Figure 1.2.2 A representative cross / longitudinal-section of a cerebral capillary of the BBB. Shown are the astrocytic end feet (AE), basal lamina (BL), and endothelial cell.(EC).
(3) There is a greater number and volume of mitochondria in BBB endothelial cells compared to peripheral endothelia in rat (Oledndorf et al., 1977). This increase in mitochondria, and increased energy potential, is thought to be required for active transport of nutrients to the brain from the blood. Oldendorf and Brown (1975) estimated that 5-6 times more mitochondria per capillary cross-section exist in rat cerebral capillaries than in rat skeletal muscle capillaries. These finding suggest that the enhanced cerebral capillary work capacity may be related to energy-dependent transcapillary transport.
(4) There is also an enzymatic barrier at the cerebral endothelia, capable of metabolizing drug and nutrients (Minn et al., 1991; Brownlees et al., 1993; Brownson et al., 1994). These enzymes are principally directed at metabolizing neuroactive blood-borne solutes. Enzymes such as g -glutamyl transpeptidase (g -GTP), alkaline phosphatase, and aromatic acid decarboxylase are in elevated concentration in cerebral microvessels, yet often in low concentration or absent in non-neuronal capillaries. A partial list of enzymes, and functions, involved in drug metabolism at the BBB is given in table-1
(5) Coomber and Stewart (1985) performed a comparative morphometric analysis of cerebral vs. muscle capillary endothelial cells and found a decrease in the wall thickness of brain capillaries of approximately 39%. Additionally, the number of pinocytotic vesicles of the muscle capillaries was seven times greater than those associated with the cerebral capillaries. They postulated that the decrease in wall thickness of the cerebral capillaries could be a modulation to the restrictive permeability of the BBB, allowing nutrients a shortened transport time to cross through the membrane and cytoplasm, and enter the brain parenchyma.

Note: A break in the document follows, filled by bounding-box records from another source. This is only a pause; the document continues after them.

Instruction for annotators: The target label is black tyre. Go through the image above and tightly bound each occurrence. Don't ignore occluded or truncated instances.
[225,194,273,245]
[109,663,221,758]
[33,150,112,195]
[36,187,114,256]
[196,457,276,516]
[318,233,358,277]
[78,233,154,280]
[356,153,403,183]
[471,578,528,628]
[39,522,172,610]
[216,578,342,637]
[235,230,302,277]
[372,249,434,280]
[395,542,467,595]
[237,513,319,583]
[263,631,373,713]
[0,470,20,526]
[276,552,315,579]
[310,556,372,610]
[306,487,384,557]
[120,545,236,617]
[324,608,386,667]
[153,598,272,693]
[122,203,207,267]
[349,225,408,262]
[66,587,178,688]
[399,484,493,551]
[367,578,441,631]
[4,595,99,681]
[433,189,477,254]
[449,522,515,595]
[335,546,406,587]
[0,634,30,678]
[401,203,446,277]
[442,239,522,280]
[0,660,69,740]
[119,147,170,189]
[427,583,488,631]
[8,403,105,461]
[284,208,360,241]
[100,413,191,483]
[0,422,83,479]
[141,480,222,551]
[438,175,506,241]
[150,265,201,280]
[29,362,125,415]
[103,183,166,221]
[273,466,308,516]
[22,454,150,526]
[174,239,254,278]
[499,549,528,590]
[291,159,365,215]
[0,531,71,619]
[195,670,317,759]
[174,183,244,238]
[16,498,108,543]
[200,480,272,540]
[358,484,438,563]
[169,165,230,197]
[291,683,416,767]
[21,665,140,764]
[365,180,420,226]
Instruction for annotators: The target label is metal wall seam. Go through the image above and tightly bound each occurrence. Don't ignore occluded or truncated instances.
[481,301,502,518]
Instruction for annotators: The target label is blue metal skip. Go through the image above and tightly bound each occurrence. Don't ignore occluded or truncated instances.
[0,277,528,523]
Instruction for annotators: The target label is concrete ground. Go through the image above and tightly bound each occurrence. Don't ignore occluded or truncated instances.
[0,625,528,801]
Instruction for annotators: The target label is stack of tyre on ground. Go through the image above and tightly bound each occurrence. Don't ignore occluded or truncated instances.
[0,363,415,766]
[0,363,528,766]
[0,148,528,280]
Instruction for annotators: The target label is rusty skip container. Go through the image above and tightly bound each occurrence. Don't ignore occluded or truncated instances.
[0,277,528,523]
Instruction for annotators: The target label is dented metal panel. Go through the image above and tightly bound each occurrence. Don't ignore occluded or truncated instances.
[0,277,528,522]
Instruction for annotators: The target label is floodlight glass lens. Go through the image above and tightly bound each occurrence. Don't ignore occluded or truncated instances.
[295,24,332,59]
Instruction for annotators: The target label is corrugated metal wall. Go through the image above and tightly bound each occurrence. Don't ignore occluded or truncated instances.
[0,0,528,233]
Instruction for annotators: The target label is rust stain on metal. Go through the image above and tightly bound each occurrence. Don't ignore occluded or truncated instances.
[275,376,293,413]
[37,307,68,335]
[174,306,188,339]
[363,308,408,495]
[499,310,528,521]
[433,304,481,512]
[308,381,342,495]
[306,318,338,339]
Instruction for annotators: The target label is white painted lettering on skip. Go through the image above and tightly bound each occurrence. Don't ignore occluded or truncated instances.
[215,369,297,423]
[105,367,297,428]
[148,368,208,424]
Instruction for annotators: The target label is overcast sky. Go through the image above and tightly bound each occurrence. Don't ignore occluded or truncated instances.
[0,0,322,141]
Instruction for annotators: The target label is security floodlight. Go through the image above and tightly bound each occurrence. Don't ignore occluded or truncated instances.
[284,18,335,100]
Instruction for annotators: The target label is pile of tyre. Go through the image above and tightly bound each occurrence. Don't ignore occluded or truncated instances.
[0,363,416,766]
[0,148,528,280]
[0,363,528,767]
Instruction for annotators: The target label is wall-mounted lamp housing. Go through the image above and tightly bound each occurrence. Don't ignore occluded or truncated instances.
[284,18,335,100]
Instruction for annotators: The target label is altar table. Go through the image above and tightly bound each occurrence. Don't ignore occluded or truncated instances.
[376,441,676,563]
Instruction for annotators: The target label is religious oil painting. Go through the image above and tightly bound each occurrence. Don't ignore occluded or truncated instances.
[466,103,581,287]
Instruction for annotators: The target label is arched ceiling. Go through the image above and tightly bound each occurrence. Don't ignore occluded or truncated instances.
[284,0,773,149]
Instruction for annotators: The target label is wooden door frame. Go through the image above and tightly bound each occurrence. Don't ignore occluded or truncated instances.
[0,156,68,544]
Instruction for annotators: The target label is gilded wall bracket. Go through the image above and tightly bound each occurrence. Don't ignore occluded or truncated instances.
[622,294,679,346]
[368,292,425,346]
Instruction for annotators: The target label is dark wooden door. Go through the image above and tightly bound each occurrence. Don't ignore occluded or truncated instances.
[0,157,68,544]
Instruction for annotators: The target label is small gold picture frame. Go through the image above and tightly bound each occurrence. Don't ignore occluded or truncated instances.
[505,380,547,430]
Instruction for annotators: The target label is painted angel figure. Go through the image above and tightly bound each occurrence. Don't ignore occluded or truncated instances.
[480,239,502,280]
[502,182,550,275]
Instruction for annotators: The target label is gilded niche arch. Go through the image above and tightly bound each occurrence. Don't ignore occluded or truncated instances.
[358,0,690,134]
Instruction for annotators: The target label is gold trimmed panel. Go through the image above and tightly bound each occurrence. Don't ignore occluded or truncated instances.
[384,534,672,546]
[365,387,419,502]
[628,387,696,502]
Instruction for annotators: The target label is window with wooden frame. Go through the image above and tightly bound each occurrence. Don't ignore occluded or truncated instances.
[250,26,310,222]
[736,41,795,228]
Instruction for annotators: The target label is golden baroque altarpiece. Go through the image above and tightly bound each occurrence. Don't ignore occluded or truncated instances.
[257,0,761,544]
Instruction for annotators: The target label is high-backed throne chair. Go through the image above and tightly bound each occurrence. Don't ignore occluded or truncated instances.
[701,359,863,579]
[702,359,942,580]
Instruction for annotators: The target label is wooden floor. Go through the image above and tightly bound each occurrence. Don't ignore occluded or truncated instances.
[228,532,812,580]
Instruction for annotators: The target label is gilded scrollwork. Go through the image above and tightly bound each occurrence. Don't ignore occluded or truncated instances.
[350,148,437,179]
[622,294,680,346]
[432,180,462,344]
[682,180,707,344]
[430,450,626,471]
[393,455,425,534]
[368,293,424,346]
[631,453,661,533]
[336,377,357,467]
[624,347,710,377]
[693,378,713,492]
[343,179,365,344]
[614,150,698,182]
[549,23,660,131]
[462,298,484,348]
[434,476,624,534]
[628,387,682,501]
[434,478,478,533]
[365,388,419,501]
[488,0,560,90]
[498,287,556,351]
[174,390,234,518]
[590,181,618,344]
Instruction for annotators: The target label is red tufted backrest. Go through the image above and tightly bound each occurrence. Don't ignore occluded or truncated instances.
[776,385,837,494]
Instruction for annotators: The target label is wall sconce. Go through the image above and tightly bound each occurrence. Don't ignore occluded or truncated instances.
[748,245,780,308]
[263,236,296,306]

(6) A polarity exists between the lumenal and ablumenal membrane surfaces of the endothelial cells. The concept of the functional polarity of the BBB emerged from quantitative biochemical studies (Betz and Goldstein, 1978). The enzymes g -GTP and alkaline phosphatase are shown to be present at the lumenal endothelium, whereas Na+-K+-ATPase and the sodium dependent (A-system) neutral amino acid transporter are associated with the ablumenal portion of the endothelium (Betz et al., 1980). The glucose receptor GLUT-1 was shown, through use of immunogold labeling and electron microscopy, to have 3:1 ratio of distribution, ablumenal to lumenal at the BBB (Farrell and Pardridge, 1991). Na+-K+-ATPase is enriched at the ablumenal surface (Betz et al., 1980). Additionally, the P-glycoprotein (P-gp) drug efflux transporter is presently thought to exist at the lumenal membrane surface, although arguments that P-gp is actually associated with the astrocytes which enfold the endothelial cells (Pardridge, 1997) is presently being debated. Structural, pharmacological and biochemical evidence for lumenal and ablumenal polarization of receptors, enzymes, and channels at the cerebral endothelia (Vorbrodt, 1993) establishes the BBB to be a working non-stagnant membrane unequivocally evolved to maintain brain homeostasis.